"Dynamic look at the life, work, and legacy of Charles Darwin" --The Sunday Times (U.K.)
Published 150 years ago, Charles Darwin’s On the Origin of Species changed everything--science, religion, and even humanity’s image of itself. Join Professor Richard Dawkins as he explains exactly how Darwin developed his revolutionary theory of evolution and why it’s still relevant today.
How do species evolve? What does "natural selection" mean in biology, politics, sociology, and philosophy? With passionate certainty, Dawkins provides answers, positing evolution as a matter of fact, not faith. In addition to interviewing scientific experts such as geneticist Craig Venter and paleoanthropologist Richard Leakey, Dawkins speaks with Dr. Rowan Williams, Archbishop of Canterbury, and other religious leaders about the existence of a Creator. Provocative, informative, and irresistibly watchable, this award-winning documentary offers lively new insights on an idea that still meets stubborn resistance.
Evolutionary biologist and fellow of the Royal Society, Richard Dawkins has served as professor of public understanding of science at Oxford University. He has written dozens of scholarly and popular works, including the controversial best seller The God Delusion.
Winner, Best Documentary Series (British Broadcast Awards, 2009)
We are not even 20 seconds into The Genius of Charles Darwin before the English biologist Richard Dawkins proclaims that Darwin's theory of evolution by natural selection is "perhaps the most powerful idea ever to occur to a human mind." Dawkins obviously believes that evolution is no longer just a theory but a fact. Yet even as what he calls "undeniable evidence" to bolster that argument keeps mounting, so does the opposition to it, especially among Christian conservatives.

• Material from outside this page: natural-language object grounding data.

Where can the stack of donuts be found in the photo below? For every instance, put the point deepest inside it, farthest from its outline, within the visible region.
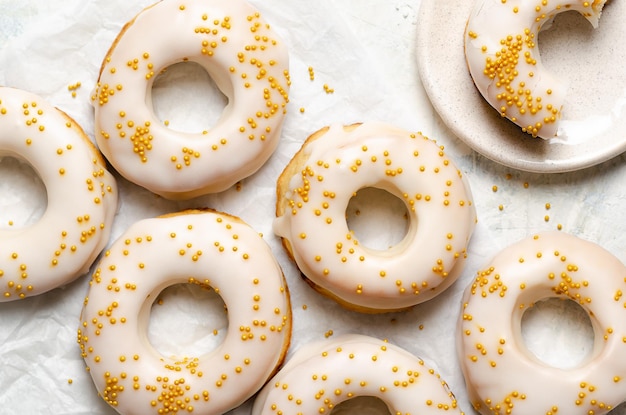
(261, 362)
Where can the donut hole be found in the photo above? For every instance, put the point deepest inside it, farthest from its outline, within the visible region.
(378, 219)
(558, 332)
(572, 50)
(187, 320)
(362, 405)
(186, 98)
(23, 199)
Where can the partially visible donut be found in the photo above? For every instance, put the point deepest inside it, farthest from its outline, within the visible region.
(247, 61)
(216, 251)
(322, 375)
(502, 52)
(81, 197)
(502, 375)
(314, 191)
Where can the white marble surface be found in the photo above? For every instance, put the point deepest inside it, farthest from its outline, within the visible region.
(366, 51)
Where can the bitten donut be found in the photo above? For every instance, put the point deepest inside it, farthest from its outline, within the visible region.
(248, 63)
(213, 250)
(322, 375)
(314, 191)
(502, 52)
(81, 197)
(502, 375)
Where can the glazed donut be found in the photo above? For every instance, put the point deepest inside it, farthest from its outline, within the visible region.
(314, 191)
(247, 61)
(213, 250)
(322, 375)
(502, 53)
(81, 197)
(501, 374)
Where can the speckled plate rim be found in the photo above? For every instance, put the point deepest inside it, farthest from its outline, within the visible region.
(446, 80)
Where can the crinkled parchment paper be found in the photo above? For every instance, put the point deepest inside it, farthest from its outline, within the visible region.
(364, 51)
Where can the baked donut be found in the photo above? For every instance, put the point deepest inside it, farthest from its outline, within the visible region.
(248, 63)
(216, 251)
(501, 374)
(81, 197)
(502, 52)
(314, 191)
(322, 375)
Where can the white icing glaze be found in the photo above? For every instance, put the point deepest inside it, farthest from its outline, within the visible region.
(502, 375)
(81, 197)
(330, 170)
(246, 60)
(199, 247)
(322, 375)
(502, 52)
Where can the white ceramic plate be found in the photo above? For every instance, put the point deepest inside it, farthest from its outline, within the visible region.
(593, 127)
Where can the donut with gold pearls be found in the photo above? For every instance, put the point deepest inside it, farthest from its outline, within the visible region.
(216, 251)
(501, 374)
(81, 197)
(247, 61)
(313, 194)
(323, 375)
(502, 53)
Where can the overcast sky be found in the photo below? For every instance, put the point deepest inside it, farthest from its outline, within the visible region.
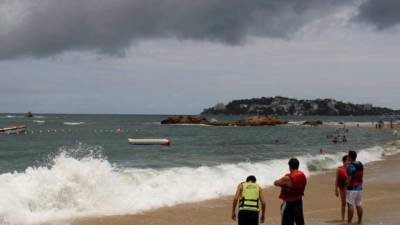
(180, 56)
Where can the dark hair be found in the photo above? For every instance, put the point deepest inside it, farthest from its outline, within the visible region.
(294, 163)
(251, 178)
(352, 155)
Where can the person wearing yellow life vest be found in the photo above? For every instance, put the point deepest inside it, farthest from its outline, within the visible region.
(354, 187)
(292, 191)
(249, 195)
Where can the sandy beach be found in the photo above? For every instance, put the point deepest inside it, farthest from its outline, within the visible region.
(381, 201)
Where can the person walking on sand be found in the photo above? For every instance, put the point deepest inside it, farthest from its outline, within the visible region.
(249, 194)
(292, 191)
(355, 173)
(340, 183)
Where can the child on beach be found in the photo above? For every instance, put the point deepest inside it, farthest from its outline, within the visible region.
(340, 182)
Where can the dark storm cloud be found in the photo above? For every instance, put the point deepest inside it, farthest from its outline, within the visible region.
(49, 27)
(381, 13)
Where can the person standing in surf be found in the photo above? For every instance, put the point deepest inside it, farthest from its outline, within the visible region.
(355, 174)
(292, 190)
(249, 194)
(340, 183)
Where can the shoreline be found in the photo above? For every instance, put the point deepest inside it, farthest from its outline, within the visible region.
(320, 204)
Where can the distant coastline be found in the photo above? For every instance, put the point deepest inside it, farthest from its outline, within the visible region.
(283, 106)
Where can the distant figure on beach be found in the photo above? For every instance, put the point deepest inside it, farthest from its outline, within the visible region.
(340, 183)
(292, 191)
(249, 194)
(355, 173)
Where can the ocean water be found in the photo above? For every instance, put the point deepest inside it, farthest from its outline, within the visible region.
(82, 165)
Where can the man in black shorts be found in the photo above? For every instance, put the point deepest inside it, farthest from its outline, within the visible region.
(249, 194)
(292, 190)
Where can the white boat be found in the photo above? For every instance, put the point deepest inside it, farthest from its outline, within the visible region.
(149, 141)
(13, 130)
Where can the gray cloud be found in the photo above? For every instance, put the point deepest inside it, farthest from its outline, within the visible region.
(381, 13)
(49, 27)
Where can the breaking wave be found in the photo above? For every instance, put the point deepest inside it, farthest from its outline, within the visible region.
(81, 182)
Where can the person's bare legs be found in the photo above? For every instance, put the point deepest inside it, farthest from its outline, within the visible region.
(350, 213)
(359, 214)
(343, 202)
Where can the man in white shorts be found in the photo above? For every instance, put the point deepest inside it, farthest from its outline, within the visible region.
(355, 173)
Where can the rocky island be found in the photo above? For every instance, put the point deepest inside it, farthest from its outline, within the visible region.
(280, 106)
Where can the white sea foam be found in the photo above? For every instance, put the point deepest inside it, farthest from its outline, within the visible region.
(73, 186)
(73, 123)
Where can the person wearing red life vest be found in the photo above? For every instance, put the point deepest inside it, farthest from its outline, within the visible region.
(340, 183)
(355, 173)
(292, 190)
(249, 194)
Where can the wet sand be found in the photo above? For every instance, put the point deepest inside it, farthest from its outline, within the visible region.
(381, 201)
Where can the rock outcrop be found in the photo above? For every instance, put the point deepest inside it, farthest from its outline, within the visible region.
(260, 121)
(288, 106)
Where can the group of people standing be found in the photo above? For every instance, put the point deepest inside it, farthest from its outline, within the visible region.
(251, 200)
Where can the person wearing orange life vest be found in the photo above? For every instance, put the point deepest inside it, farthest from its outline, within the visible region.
(249, 194)
(340, 183)
(355, 173)
(292, 190)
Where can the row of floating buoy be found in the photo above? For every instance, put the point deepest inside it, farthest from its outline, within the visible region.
(69, 130)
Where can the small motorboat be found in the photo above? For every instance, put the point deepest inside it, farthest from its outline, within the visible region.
(13, 130)
(149, 141)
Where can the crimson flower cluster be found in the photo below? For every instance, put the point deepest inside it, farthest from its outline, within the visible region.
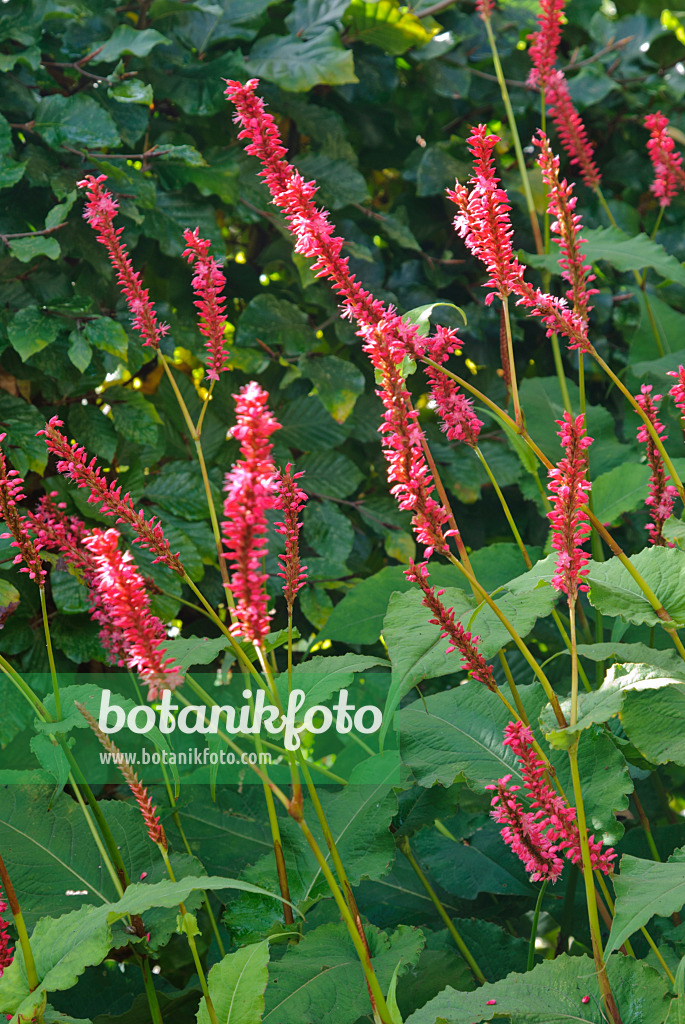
(570, 525)
(100, 210)
(250, 491)
(291, 500)
(539, 836)
(120, 603)
(11, 492)
(669, 173)
(73, 462)
(460, 639)
(661, 494)
(208, 284)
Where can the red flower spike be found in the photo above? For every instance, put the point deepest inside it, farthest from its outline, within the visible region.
(545, 42)
(460, 640)
(661, 494)
(121, 605)
(11, 492)
(570, 525)
(208, 284)
(669, 174)
(147, 809)
(73, 462)
(291, 501)
(570, 128)
(566, 225)
(100, 210)
(250, 491)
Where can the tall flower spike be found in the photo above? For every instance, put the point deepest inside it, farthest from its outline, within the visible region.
(73, 462)
(570, 128)
(122, 608)
(570, 525)
(250, 491)
(100, 210)
(291, 501)
(386, 337)
(551, 810)
(661, 494)
(11, 492)
(524, 834)
(566, 225)
(147, 809)
(545, 42)
(669, 174)
(208, 284)
(460, 640)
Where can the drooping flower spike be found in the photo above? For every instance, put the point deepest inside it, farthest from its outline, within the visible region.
(11, 492)
(100, 210)
(460, 639)
(129, 631)
(208, 284)
(668, 164)
(661, 494)
(291, 501)
(147, 809)
(251, 492)
(73, 462)
(570, 525)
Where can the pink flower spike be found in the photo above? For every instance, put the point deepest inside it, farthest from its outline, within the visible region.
(251, 491)
(73, 462)
(208, 284)
(661, 494)
(570, 128)
(100, 210)
(121, 605)
(669, 174)
(291, 501)
(460, 640)
(11, 492)
(570, 525)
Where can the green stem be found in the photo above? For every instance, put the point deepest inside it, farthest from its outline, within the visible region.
(533, 926)
(459, 941)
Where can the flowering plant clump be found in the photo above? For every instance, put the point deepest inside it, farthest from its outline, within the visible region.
(377, 577)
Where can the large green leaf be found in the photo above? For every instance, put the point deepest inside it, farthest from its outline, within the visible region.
(237, 986)
(415, 646)
(299, 65)
(559, 991)
(645, 888)
(614, 592)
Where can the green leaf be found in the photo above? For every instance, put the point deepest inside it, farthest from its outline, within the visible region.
(299, 65)
(237, 986)
(39, 245)
(553, 993)
(338, 383)
(415, 646)
(78, 121)
(614, 592)
(31, 331)
(622, 489)
(108, 335)
(457, 731)
(329, 474)
(645, 888)
(126, 39)
(279, 323)
(386, 25)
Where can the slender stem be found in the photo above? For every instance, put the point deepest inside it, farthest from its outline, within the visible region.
(50, 655)
(533, 926)
(515, 138)
(459, 941)
(29, 963)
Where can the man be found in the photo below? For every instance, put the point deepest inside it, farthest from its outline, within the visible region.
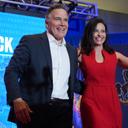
(41, 75)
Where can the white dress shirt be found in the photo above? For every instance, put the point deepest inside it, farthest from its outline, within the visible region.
(60, 67)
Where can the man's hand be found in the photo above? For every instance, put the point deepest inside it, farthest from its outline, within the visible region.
(22, 110)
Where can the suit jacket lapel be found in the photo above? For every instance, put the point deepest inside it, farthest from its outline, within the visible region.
(47, 52)
(70, 58)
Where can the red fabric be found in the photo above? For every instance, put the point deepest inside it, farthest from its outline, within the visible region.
(100, 106)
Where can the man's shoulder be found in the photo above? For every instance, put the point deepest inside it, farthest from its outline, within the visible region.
(34, 36)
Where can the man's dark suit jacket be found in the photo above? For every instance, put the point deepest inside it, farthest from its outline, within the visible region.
(29, 73)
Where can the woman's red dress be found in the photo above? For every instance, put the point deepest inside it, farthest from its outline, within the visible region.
(100, 106)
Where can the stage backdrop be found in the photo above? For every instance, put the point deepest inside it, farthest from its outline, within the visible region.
(13, 27)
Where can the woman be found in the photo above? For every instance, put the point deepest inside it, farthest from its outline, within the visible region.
(100, 106)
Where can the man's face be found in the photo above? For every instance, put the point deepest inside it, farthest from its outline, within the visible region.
(57, 23)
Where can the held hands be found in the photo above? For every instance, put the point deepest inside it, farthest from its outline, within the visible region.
(22, 111)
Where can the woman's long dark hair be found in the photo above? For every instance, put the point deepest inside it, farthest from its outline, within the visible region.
(87, 43)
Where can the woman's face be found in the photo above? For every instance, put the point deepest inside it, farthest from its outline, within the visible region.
(99, 34)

Dawkins, author of The God Delusion and an avowed atheist, finds that paradox confounding and more than a little annoying, and while the three episodes (each about 45 minutes long) in this program offer plenty of history, information, and science, ultimately it is this battle between fact and faith that leaves the most lasting impression. In the first episode, "Life, Darwin & Everything," Dawkins offers biographical details about Darwin. The naturalist was himself deeply conflicted; extensive research during his long voyage aboard the Beagle convinced him that the creationist teachings of his youth were inaccurate, yet he delayed publication of his masterwork, On the Origin of Species, for fear of alienating the British establishment. In episode 2, Dawkins discusses the human element, concluding that it is our morality (leading to emotions like sympathy and gratitude) and sense of altruism that set us apart from the "mindless brutality" that defines survival of the fittest in the rest of the natural world. Finally, in episode 3, "God Strikes Back," he takes on the doubters, claiming that there is as much hard evidence (like extensive fossil records and DNA research) to support Darwin as there is to uphold the facts that the Earth is round or that Napoleon existed. Dawkins is hardly objective, calling those who deny evolution "pathetic," but he does give them their say, including the president of a group called "Concerned Women for America" (whose condescension even outdoes Dawkins's) and another "expert" who says simply, "You can't see [evolution], so it's not science."